Allen was born into a family of criminals, but he elevated their notoriety to new heights.
Allen would loot, betray, and murder anyone who stood in his way until he ascended to the top of Melbourne’s underworld, abandoning the ‘code of honour’ held by criminals of the past.
From his tranquil Cremorne residence, he conducted brothels, organized drug traffickers, and maintained his ominous reputation.
At least three of Allen’s 13 alleged murders are believed to have occurred at his unassuming inner-east Melbourne residence.
One of the victims was Allen’s close friend, Wayne Stanhope, whom the cold-blooded killer shot at close range and slashed the throat of during a drug-fueled home party while horrified guests screamed and vomited.
Stanhope’s death remains unexplained, but it is claimed that he made the unpardonable error of scratching one of Allen’s favorite recordings, Bob Marley’s Buffalo Soldier.
Helga Wagnegg, who worked at one of Allen’s’massage parlours,’ was reported to have spent her dying hours in his home.
Allen allegedly ordered one of his brothers to the Yarra River to grab a pail of water to pour down Ms. Wagnegg’s throat to make it appear as though she had drowned.

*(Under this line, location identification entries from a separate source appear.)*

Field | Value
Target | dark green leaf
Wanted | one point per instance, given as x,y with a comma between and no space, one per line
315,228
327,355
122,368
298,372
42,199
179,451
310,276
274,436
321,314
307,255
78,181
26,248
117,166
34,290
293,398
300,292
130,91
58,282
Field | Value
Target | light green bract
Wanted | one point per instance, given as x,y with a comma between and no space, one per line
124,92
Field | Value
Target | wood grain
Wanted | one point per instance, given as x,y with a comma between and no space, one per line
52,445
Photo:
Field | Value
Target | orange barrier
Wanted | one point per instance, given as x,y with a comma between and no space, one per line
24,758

Anton Kenny, a full-patch member of the Hells Angels, was slain in 1985. This may have been the home’s most gruesome murder.

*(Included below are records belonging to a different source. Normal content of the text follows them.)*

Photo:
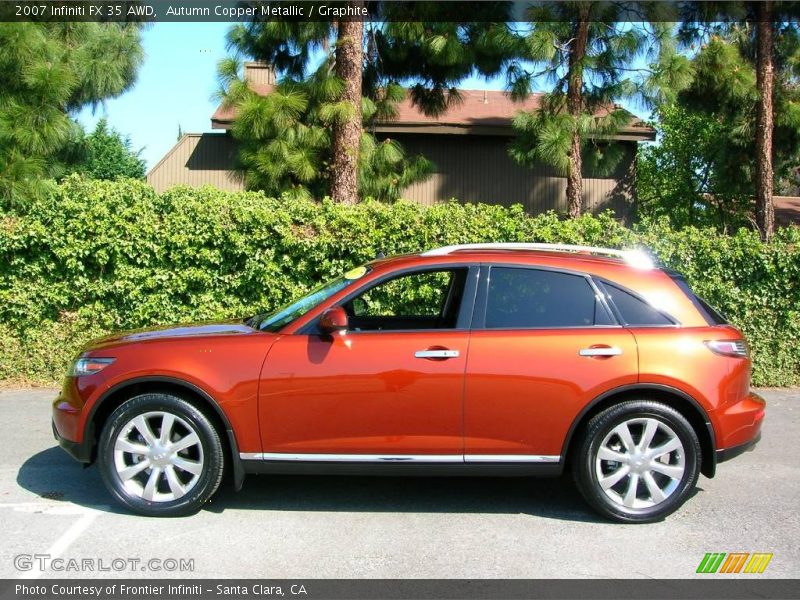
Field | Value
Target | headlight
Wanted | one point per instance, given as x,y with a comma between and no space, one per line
88,366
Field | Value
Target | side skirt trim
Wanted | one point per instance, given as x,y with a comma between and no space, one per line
400,458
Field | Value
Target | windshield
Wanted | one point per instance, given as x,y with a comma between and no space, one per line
294,310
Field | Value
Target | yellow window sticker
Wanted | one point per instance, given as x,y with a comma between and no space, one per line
356,273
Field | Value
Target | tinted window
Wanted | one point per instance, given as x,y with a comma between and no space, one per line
711,314
633,310
534,298
419,300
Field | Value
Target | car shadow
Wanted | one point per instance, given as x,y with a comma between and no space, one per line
53,475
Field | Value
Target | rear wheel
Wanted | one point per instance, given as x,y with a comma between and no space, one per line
160,456
638,461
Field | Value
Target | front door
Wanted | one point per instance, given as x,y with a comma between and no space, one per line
390,388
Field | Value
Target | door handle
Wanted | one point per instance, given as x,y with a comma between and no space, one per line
601,351
436,354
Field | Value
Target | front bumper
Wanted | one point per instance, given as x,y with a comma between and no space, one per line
80,451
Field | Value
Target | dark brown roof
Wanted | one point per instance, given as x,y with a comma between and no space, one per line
479,112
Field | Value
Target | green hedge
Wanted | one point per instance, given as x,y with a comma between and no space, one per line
101,256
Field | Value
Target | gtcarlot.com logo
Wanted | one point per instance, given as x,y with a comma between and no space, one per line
734,562
45,562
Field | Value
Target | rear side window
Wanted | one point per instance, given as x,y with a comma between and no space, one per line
529,298
633,310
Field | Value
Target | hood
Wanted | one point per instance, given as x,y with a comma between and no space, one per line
215,328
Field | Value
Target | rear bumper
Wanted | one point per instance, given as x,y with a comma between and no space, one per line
729,453
741,427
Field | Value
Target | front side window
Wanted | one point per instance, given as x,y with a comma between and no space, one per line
526,298
418,300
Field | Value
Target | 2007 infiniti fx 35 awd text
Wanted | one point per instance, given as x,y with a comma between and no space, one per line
498,359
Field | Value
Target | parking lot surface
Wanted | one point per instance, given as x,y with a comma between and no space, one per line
362,527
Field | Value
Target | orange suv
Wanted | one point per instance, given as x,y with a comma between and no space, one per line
478,359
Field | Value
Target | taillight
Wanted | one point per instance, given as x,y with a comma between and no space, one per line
736,348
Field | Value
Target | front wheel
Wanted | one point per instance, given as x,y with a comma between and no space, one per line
637,462
160,456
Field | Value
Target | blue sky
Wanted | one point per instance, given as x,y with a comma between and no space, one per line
175,88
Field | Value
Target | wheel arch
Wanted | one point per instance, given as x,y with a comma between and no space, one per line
202,400
685,404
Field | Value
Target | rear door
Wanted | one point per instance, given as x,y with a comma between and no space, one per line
543,345
389,388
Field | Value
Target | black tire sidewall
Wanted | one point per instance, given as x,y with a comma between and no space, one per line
213,455
601,425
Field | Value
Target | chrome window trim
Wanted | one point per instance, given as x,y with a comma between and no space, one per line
401,458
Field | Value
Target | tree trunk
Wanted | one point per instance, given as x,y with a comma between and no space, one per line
347,135
575,108
765,73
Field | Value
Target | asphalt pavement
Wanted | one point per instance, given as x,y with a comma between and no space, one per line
374,527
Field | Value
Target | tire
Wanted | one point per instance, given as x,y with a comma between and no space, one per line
154,475
638,484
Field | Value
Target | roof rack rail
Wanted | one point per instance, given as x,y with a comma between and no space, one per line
635,257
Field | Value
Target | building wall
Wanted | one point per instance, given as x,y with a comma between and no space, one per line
196,160
479,169
468,168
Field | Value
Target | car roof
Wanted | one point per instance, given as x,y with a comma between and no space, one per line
564,255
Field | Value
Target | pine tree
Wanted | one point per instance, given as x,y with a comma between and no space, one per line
47,73
301,138
586,51
745,77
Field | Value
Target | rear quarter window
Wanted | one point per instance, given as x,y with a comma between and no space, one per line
710,314
632,310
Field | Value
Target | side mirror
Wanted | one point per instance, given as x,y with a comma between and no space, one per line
333,320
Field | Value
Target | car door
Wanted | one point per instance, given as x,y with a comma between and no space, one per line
389,388
544,344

Allen allegedly shot the biker in the chest from close range and was attempting to place the body in a barrel when rigor mortis set in.
Allen, determined to get the job done, removed Kenny’s legs with a chainsaw before stuffing his body in a barrel and dumping it in the Yarra River.
Andrew Rule, host of the Life and Crimes podcast, informed Dee Dee Dunleavy, host of the 3AW radio program, that he would never set foot in the residence, even 50 years later.
“I would not want to live there,” he remarked.
When asked if Mr. Death was an appropriate moniker for the serial killer, Rule responded, “Yes, and whatever else you could throw at him.”
It is the type of vile, vile individual that Dennis Allen was.
Seven years after Allen’s death, his home at 37 Stephenson Street in Cremorne was sold for the last time in 1994.